Actually I think the whole system is corrupt.  If you can’t keep your position as a political A-lister unless you have been banned, the left wing activists, who seem to have secured a monopoly of the banning process, are in a position similar to that occupied by Beau Nash in Regency Bath.  They alone have the gift of social promotion.  A ban from them can lift the dullest MP to cabinet or shadow cabinet rank. You can cavort around being as anti-LGBT as you like but, unless your efforts are sanctified by a ban, you might as well stay in bed.

That power like this should be exploited for money is hardly a surprise and there can be little doubt that as the Guardian hacks trawls through the Panama papers they are going to come across many payments related to it. How much did Cameron pay for his ban? Has the anti-Brexit lobby recorded it as a campaign expense? Did Germaine Greer claim a tax deduction for a payment against the profits of her many books? She should do, you know. Her ban can only increase circulation.

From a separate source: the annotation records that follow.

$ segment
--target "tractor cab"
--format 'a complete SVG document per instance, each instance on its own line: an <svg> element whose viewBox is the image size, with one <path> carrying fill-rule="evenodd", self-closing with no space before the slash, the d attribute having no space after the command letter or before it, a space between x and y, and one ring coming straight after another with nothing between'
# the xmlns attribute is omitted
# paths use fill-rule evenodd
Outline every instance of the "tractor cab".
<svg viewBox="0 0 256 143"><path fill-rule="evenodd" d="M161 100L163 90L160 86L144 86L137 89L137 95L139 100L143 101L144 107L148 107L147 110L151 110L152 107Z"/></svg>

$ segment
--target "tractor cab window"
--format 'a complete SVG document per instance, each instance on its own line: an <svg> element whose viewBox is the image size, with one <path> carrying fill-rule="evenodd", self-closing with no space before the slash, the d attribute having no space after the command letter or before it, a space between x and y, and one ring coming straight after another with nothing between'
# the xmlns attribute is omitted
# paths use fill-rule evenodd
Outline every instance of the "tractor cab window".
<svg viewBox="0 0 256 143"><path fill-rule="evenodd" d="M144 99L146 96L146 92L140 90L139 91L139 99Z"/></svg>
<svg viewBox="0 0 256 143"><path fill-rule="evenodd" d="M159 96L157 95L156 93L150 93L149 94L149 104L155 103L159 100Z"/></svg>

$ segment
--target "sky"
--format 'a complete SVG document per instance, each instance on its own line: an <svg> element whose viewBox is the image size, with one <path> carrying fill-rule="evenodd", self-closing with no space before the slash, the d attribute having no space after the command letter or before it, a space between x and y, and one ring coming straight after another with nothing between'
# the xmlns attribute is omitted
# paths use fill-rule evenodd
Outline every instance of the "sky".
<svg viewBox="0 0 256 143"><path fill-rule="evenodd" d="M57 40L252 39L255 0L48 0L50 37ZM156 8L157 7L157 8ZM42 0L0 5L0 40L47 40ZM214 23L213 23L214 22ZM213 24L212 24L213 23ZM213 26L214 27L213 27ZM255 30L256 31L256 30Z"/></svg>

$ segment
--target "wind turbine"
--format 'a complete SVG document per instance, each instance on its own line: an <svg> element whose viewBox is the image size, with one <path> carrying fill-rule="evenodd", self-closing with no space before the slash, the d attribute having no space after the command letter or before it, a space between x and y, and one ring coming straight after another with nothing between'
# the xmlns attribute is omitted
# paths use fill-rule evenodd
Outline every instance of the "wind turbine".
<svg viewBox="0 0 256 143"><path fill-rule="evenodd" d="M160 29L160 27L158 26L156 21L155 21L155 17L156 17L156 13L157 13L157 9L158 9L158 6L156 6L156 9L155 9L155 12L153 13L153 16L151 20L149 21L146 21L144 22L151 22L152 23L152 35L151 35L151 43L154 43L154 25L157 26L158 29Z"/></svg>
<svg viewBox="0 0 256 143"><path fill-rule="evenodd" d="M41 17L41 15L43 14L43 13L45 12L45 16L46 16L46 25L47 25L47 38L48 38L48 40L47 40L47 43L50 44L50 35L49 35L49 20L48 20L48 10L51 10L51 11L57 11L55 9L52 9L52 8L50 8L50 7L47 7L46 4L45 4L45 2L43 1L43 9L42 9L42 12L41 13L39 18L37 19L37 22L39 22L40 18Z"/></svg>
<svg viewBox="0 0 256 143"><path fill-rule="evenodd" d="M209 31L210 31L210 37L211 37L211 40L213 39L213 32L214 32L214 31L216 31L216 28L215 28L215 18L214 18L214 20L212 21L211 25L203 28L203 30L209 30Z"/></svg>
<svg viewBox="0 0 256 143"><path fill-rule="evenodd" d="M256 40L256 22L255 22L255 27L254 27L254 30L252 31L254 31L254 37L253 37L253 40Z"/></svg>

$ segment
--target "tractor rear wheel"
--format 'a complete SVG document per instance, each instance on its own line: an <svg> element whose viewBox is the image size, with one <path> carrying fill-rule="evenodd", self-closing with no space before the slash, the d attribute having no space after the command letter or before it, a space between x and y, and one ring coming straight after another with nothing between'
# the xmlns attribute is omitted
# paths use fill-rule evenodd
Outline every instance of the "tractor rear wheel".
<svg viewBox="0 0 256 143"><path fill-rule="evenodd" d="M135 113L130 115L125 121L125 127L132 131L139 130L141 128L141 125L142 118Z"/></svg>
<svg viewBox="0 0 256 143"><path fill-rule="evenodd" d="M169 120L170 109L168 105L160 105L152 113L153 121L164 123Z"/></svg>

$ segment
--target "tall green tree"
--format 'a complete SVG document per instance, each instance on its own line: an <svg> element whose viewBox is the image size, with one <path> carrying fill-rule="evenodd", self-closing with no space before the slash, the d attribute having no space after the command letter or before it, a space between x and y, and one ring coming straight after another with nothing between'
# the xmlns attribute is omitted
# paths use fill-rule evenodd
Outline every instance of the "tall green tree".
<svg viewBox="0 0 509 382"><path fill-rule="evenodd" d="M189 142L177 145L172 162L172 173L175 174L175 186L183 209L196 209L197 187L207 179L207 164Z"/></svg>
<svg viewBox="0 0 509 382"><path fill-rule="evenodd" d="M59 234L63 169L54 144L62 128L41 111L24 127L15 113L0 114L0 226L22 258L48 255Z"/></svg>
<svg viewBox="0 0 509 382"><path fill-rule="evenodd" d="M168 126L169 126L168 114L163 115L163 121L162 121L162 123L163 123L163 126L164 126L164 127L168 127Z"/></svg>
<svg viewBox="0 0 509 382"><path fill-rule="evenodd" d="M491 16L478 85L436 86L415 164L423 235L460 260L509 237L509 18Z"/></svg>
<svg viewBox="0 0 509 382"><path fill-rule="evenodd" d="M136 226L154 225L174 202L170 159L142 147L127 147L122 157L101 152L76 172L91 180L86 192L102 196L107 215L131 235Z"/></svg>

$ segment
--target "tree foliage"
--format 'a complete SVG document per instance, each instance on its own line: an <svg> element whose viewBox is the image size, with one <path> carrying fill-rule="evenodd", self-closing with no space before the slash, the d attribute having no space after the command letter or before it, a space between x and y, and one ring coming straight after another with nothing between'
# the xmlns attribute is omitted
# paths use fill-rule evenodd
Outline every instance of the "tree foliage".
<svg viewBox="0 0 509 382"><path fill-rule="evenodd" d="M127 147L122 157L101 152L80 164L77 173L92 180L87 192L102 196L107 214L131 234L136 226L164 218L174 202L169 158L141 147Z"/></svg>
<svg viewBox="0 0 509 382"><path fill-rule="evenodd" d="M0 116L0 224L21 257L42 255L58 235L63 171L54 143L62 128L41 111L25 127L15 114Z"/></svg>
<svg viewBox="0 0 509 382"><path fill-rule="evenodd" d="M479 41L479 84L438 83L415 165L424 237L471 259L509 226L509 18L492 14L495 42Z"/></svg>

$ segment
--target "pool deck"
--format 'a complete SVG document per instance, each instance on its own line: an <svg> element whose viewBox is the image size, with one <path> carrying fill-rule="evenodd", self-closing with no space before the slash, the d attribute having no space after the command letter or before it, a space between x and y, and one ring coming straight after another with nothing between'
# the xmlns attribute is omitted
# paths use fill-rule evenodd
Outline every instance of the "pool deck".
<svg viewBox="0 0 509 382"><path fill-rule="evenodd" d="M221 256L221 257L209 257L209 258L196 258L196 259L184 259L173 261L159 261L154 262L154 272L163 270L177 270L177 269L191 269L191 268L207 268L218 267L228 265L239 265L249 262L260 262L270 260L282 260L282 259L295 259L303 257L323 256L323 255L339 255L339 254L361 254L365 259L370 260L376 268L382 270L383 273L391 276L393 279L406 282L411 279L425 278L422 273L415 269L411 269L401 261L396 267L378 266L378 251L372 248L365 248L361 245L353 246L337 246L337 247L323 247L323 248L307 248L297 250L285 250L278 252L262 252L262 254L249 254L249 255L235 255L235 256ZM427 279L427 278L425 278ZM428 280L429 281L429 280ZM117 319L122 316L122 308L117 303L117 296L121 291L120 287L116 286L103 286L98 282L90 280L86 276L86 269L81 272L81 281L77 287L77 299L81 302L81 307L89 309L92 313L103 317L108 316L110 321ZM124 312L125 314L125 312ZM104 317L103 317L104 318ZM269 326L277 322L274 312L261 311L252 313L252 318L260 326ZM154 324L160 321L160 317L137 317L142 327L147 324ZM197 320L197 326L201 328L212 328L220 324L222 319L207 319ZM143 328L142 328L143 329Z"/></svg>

The practical question is, of course, how much a ban costs. As the money all passes through offshore trusts and companies there is little direct evidence available but some points are so obvious that we can probably jump to conclusions.  The price must depend upon the quality of the institution. If it is somewhere where you wouldn’t give a lecture in any event, the ban will cause less of an outcry and that means it has less value. This may affect the value of bans from Manchester and I think we can assume that David Cameron, who as a Bullingdon man would hardly have agreed to give a lecture there, will have got his fairly cheap.  Perhaps the “full Oxbridge” was just beyond his means. Germane Greer’s ban at Cardiff was presumably pricier since this is a University at which she had been invited to speak.  Still, there is probably a 20% discount for Wales. Tatchell’s ban, on the other hand, must have been very expensive because he is already a well-known member of the LGBT community so it was bound to cause a stir. It will make a valuable addition to his reputation and I expect he paid a pretty price for it.

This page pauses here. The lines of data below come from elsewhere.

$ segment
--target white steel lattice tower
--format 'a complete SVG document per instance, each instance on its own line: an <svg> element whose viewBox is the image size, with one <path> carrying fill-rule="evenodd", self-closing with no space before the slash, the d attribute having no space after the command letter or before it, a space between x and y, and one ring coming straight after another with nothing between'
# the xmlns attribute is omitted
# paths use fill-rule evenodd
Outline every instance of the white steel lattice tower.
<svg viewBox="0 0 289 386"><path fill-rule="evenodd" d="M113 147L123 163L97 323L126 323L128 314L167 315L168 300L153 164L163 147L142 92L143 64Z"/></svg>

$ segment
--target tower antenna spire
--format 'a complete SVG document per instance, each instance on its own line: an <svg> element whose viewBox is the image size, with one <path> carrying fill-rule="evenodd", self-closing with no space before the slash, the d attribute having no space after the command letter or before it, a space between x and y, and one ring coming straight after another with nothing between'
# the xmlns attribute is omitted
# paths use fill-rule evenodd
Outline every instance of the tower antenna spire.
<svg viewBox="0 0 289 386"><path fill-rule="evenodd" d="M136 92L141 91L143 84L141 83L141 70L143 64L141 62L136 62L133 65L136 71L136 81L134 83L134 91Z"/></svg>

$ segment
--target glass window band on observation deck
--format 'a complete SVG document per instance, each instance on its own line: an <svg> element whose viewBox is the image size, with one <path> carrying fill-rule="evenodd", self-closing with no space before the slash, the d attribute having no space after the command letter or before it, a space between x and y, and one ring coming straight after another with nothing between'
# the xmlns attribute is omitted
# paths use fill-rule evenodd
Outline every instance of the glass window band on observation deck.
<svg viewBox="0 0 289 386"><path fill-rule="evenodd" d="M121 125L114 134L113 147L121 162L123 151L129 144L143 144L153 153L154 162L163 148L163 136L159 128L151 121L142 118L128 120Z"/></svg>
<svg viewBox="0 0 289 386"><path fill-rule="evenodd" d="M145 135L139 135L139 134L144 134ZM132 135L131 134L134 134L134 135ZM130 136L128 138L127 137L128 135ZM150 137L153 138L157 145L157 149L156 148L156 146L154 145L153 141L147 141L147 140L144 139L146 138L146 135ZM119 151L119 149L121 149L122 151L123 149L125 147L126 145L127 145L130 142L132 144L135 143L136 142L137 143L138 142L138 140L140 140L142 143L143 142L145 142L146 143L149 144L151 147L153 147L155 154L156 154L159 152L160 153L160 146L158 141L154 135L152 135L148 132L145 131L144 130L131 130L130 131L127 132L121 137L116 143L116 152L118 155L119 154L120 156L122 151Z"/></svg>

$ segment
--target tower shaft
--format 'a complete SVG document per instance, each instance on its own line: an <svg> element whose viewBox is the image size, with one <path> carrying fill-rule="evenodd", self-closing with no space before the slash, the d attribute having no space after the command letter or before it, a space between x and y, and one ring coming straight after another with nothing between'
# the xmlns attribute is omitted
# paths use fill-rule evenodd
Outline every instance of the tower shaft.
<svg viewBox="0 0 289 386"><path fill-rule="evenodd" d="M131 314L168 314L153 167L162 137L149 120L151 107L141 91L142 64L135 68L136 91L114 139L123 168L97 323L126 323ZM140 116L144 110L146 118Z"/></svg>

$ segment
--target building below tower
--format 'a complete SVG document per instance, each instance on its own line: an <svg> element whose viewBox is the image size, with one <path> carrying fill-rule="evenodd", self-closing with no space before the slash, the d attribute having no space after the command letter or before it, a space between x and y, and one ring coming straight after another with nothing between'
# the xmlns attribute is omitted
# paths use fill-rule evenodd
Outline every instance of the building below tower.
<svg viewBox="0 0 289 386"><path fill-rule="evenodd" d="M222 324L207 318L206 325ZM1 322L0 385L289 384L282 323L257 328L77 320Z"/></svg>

That in the end is the trouble. The price of bans is set by market forces and I just cannot afford one which will give me the right pizazz for Islington dinner parties.  Am I condemned to sit forever surrounded by people vapouring on about the bans, fatwas and trolling from which they suffer while all I can boast is an unfair parking ticket outside Waitrose?  What a come down from my great, great, great aunt!

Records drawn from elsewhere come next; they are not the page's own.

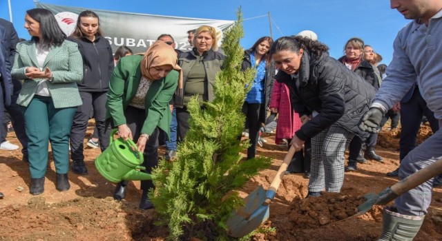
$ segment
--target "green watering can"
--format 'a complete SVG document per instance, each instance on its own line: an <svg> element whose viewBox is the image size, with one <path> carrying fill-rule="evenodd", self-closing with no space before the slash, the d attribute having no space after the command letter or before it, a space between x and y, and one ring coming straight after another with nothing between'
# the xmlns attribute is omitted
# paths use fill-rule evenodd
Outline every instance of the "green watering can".
<svg viewBox="0 0 442 241"><path fill-rule="evenodd" d="M121 137L114 140L117 131L114 129L110 132L109 146L95 160L99 174L113 182L152 179L150 174L141 171L146 167L141 165L143 154L137 151L137 145L131 139L125 141Z"/></svg>

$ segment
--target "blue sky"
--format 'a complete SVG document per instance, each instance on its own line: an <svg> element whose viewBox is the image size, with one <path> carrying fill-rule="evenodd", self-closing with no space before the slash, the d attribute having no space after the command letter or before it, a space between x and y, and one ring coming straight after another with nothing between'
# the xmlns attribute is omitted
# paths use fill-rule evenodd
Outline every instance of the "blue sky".
<svg viewBox="0 0 442 241"><path fill-rule="evenodd" d="M32 0L10 0L12 22L19 36L28 39L23 27L26 10L34 8ZM150 14L235 20L242 7L245 36L241 43L250 48L262 36L270 35L267 12L272 19L274 39L311 30L319 41L330 48L330 54L339 58L345 42L353 36L364 40L381 54L388 64L397 32L409 22L390 1L375 0L42 0L40 2L90 9L138 12ZM256 17L265 17L254 18ZM0 17L9 20L8 0L0 0ZM106 30L104 30L106 31Z"/></svg>

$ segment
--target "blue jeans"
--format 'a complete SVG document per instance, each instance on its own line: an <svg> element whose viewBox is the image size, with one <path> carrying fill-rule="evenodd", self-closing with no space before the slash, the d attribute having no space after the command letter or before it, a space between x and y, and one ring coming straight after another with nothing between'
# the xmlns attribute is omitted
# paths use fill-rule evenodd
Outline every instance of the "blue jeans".
<svg viewBox="0 0 442 241"><path fill-rule="evenodd" d="M178 123L177 122L177 111L173 107L172 111L172 120L171 121L170 127L170 140L167 134L164 133L164 143L166 143L166 149L167 150L177 150L177 127Z"/></svg>

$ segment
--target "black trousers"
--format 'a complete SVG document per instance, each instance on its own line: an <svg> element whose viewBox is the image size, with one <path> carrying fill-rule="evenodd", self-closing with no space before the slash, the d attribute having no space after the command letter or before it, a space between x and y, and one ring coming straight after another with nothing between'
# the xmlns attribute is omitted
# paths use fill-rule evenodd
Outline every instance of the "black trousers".
<svg viewBox="0 0 442 241"><path fill-rule="evenodd" d="M256 144L258 144L258 137L259 136L260 127L260 114L262 104L248 103L244 102L242 105L242 113L246 116L246 129L249 129L249 139L250 140L250 147L247 148L247 160L254 158L256 152Z"/></svg>
<svg viewBox="0 0 442 241"><path fill-rule="evenodd" d="M131 106L128 107L124 111L126 116L126 123L131 129L133 141L136 143L141 134L141 129L146 118L146 110L144 109L135 108ZM147 174L152 171L152 169L158 165L158 135L160 131L158 127L155 128L153 133L149 136L149 139L146 143L146 148L143 153L144 161L142 165L146 167L146 170L143 171ZM142 180L141 189L148 191L151 188L155 188L151 180Z"/></svg>
<svg viewBox="0 0 442 241"><path fill-rule="evenodd" d="M20 90L21 90L21 83L17 79L12 78L12 83L14 84L14 92L12 93L12 96L11 96L11 104L9 106L5 106L5 110L8 112L10 116L15 135L23 147L21 152L27 154L28 136L25 130L25 118L23 116L21 107L17 103L17 99L19 98ZM0 143L6 140L6 136L8 135L8 121L5 119L5 116L3 116L3 120L2 120L2 125L0 125Z"/></svg>
<svg viewBox="0 0 442 241"><path fill-rule="evenodd" d="M90 109L93 107L102 151L104 151L109 145L109 132L105 125L106 93L106 92L80 92L83 104L77 107L70 129L70 157L72 160L84 160L83 154L84 136L90 116Z"/></svg>

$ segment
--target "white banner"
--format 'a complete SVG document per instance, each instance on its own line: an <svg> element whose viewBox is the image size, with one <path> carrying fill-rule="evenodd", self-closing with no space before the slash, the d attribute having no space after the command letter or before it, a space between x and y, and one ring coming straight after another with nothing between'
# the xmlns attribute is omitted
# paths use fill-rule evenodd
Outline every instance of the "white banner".
<svg viewBox="0 0 442 241"><path fill-rule="evenodd" d="M55 15L61 30L69 36L75 30L78 14L86 10L95 12L99 17L104 36L109 40L115 52L119 46L129 47L134 53L144 52L151 44L162 34L172 35L176 48L188 50L187 31L202 25L215 28L218 32L219 46L222 32L234 23L234 21L184 18L178 17L151 15L138 13L106 11L72 8L37 2L36 8L46 8Z"/></svg>

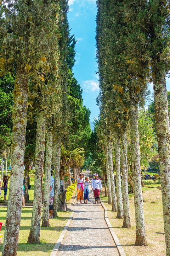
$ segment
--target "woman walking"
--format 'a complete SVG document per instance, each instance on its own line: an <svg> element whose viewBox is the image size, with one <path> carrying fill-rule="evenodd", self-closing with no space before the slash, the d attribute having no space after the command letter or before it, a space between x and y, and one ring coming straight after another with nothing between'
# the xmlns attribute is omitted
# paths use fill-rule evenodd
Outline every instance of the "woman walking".
<svg viewBox="0 0 170 256"><path fill-rule="evenodd" d="M77 180L77 203L80 200L80 203L82 203L82 200L83 199L83 191L84 190L84 180L83 178L83 175L80 174L80 178Z"/></svg>
<svg viewBox="0 0 170 256"><path fill-rule="evenodd" d="M90 193L89 186L89 183L91 183L89 177L86 177L85 178L85 182L84 182L84 203L87 203L87 200L90 201L89 198L89 194Z"/></svg>
<svg viewBox="0 0 170 256"><path fill-rule="evenodd" d="M4 188L4 201L6 200L6 195L7 194L7 190L8 190L8 180L10 178L10 176L8 177L6 175L5 175L3 178L3 183Z"/></svg>

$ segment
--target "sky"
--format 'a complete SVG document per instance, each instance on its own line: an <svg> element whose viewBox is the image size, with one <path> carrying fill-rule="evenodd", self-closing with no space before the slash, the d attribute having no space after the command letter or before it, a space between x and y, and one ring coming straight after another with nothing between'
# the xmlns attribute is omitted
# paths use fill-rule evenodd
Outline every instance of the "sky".
<svg viewBox="0 0 170 256"><path fill-rule="evenodd" d="M96 0L69 0L68 20L77 42L75 46L76 62L73 68L74 76L83 89L84 103L91 112L90 121L97 117L99 110L96 99L99 92L98 80L96 72ZM170 79L167 79L167 91L170 91ZM149 86L153 100L153 84ZM149 101L148 102L147 104Z"/></svg>
<svg viewBox="0 0 170 256"><path fill-rule="evenodd" d="M91 112L92 121L99 113L96 100L99 92L96 74L96 0L69 0L69 5L70 33L78 40L73 73L83 88L84 103Z"/></svg>

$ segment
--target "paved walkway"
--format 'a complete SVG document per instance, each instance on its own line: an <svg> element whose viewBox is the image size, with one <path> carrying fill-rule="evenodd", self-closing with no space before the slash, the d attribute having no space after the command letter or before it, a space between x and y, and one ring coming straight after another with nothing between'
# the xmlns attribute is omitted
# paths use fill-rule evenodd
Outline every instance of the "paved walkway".
<svg viewBox="0 0 170 256"><path fill-rule="evenodd" d="M100 204L93 204L92 192L87 204L69 207L75 212L57 256L119 256Z"/></svg>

No, something has to be done and I know what it is.  I have always had my doubts about the vanity publishing industry, it striking me as odd that people pay for the publication of their unreadable works just so that they can claim to be published authors. Well, I have got the point now and I shall follow their lead.  Tomorrow I will set up a university myself.  There will be no students and no courses.  It will never have any premises. It will, however, have a safe spaces policy and that policy will contain a ban preventing me or anyone related to me from ever speaking at one of its functions.